Unfortunately, we did not record an unpaced ECG during PPM interrogation, which we agree would have been relevant given the recently published paper mentioned in your letter.  

Regarding the possible “universal prophylactic administration of sedatives and beta-adrenergic blockers in patients being prepared for PPM implantation,” we are unsure of its relevance. Among patients diagnosed with TSS, PPM does not seem to be a common trigger.1,2 In our own recently published experience,3 only 1/78 patients developed TSS in the setting of PPM, so we wonder about the benefits of a prophylactic beta-blocker administration, but we definitely agree there should be a high index of suspicion and low threshold for diagnosing TSS. More studies are probably needed to determine its risks and benefits.

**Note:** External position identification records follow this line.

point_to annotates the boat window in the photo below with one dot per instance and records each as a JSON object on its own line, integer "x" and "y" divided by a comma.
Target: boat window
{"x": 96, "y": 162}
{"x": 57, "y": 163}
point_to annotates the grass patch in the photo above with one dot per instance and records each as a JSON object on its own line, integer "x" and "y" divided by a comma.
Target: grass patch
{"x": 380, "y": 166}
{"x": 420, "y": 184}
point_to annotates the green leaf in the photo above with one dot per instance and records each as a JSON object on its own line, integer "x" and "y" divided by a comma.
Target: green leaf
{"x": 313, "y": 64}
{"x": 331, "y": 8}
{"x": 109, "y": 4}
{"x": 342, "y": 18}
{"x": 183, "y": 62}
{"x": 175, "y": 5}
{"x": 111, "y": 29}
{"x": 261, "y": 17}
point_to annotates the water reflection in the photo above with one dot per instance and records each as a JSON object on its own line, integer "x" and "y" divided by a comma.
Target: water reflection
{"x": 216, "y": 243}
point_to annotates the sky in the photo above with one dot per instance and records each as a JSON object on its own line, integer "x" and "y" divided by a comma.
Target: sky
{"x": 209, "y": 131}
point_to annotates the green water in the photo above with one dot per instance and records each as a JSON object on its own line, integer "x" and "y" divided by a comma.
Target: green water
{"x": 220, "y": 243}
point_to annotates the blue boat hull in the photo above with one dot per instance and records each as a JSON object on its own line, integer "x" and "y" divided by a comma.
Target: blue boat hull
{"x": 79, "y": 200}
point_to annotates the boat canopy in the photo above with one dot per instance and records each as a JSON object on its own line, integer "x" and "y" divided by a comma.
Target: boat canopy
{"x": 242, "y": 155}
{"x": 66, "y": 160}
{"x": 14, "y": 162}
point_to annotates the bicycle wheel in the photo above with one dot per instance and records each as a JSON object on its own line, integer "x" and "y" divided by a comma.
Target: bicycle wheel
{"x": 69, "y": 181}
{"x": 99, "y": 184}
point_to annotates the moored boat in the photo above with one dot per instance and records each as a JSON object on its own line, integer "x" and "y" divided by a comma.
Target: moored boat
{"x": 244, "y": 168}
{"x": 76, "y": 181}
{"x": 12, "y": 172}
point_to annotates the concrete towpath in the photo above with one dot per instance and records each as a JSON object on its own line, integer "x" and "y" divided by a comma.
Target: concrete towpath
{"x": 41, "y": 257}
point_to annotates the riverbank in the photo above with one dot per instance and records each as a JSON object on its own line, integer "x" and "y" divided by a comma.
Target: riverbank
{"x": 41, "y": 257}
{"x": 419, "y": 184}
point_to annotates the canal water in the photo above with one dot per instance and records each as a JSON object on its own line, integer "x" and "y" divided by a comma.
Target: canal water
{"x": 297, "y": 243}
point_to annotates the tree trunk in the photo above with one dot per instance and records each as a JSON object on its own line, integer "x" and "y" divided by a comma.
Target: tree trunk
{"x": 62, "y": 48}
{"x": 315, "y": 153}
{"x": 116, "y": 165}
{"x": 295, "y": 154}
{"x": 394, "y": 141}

Andre Dias, MD, Danbury Hospital, Western Connecticut Health Network, Danbury, Connecticut 

Email: andremacdias@gmail.com


  1. Golzio PG, Anselmino M, Presutti D, Cerrato E, Bollati M, Gaita F.  Takotsubo cardiomyopathy as a complication of pacemaker implantation. J Cardiovasc Med. 2011;12(10):754-760.
  2. Kohnen RF, Baur LH. A Dutch case of a Takotsubo cardiomyopathy after pacemaker implantation. Neth Heart J. 2009;17(12):487-490.
  3. Dias A, Franco E, Mercedes A, Hebert K, Messina D, Quevedo HC. Clinical features of Takotsubo cardiomyopathy — a single-center experience. Cardiology. 2013;126(2):126-130.